Cherry Bomb Baby

I live in a pile of bricks with a fire puter-outer, a Halloween enthusiast and a pretend lemur, who sometimes admits to being my second son. I have a kitchen for flowers. I know all the lyrics to the Spiderman theme song and (am forced to) sing it everyday. I cook with color. This was a blog mostly about yarn spinning and natural dyeing. Now, it is fair to say, it lacks direction entirely.

Thursday, January 31, 2008

Dyeing Success Smells Sweet

Really it does. Because this merino top smells vaguely of honey.


As does this roving. This is more of the Fletcher/Suri Alpaca blend I got from Homestead. And its SO beautiful even my partner thought it was neat. And that is rare because he is not a fiber afficionado. He is more of a motorcycle and broken retro dishwasher kind of guy.


The flower dyebath pales next to the osage extract. Its something I'd pick out for myself to wear and the osage is something I'd pick out if I were knitting for my kids. One of the my favorite things about natural dyeing is that the palette is managed for the dyer, just about everything comes out tasteful and wearable. Its so hard to go wrong!


Now for the green:

I like it. The effect of overdyeing with indigo is so complicated. It looks handpainted and there is a lot of variance in this 2 oz top, mossy to darker blue green at the bottoms (where the indigo drips from while hanging) and the overall effect is a "bottle green" as the earth hues dye manual suggests it will be. It also suggests dyeing with indigo, then mordanting and finally dyeing with osage. I imagine a more solid and even color could be achieved with this method. I might have to give it a try, although Claudia at Deep Color always taught us the method I used. And she always has her reasons as I'm learning.

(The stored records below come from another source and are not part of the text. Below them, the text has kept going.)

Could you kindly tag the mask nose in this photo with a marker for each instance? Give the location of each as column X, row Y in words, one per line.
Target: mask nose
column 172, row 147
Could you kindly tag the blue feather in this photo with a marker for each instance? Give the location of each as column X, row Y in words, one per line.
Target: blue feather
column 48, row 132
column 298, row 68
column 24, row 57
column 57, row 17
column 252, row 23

I was careful this time with my dipping. Like I said, I had just added more stock and I kept the dip shorter and didn't over dip this time. Last time I got a little over zealous with the dipping and in my hope of locking the color in I squashed my beautiful yellow.

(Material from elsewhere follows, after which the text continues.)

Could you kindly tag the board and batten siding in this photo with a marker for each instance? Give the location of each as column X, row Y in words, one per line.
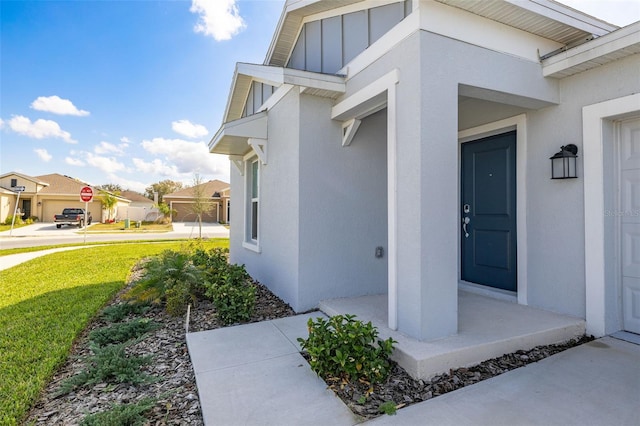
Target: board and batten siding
column 328, row 44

I left some of this original osage roving undipped to see the two together. Quite honestly I'm not sure if I find much harmony in this. Of course, I'm trying to see past it to the spun and then possibly knit phase. I could dip the other yellow part and I might after I look and think a while longer.

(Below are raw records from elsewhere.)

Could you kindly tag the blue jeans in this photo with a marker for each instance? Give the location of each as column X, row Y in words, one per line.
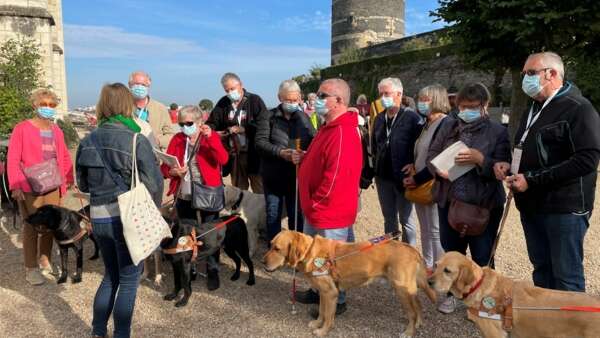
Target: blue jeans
column 117, row 291
column 555, row 248
column 394, row 207
column 274, row 206
column 335, row 234
column 479, row 246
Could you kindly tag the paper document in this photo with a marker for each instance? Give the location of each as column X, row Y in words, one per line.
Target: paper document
column 445, row 161
column 169, row 160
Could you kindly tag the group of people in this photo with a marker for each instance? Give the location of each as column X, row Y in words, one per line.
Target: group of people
column 313, row 157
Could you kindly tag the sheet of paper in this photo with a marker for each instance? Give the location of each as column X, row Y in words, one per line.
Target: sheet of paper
column 170, row 160
column 445, row 161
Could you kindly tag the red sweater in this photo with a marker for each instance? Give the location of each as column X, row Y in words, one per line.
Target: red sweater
column 211, row 155
column 25, row 150
column 329, row 174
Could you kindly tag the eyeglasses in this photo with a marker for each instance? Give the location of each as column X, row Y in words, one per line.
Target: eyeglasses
column 532, row 72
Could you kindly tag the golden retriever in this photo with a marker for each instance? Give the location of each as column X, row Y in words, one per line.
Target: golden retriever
column 499, row 305
column 354, row 265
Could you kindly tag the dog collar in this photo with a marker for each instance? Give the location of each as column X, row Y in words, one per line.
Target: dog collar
column 473, row 288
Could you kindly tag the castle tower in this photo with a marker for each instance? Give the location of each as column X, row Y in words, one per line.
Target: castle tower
column 40, row 20
column 360, row 23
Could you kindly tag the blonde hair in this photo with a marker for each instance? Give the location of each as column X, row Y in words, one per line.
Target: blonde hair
column 43, row 93
column 439, row 98
column 115, row 99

Tomorrow I am going to Walden Center School, in Berkeley to teach spinning to some of the kids there. They are 8 and 9 years old I think. They have been doing amazing weavings and have washed and carded some of their own wools already. They also made CD drop spindles and are ready to spin now I hear. We'll see what happens! I'm sure they will be great, I'm not so sure about me. There is such a huge leap from knowing how to do something to being able to teach it to people. This is something I'd love to get into though. I would LOVE to do this with my own kids someday, taking them to a farm or wool festival and having them wash small amounts of wool and then kool aid or natural dye it and do the whole process! So far Super M enjoys treadling my wheel as fast as he can-to the point where he seems ready to spin cotton. And Baby J likes disassembling the wheel when I'm not looking, rocking locks on his little baby sized rocking chair or hitting his big brother on the head with a drop spindle. You have to start somewhere.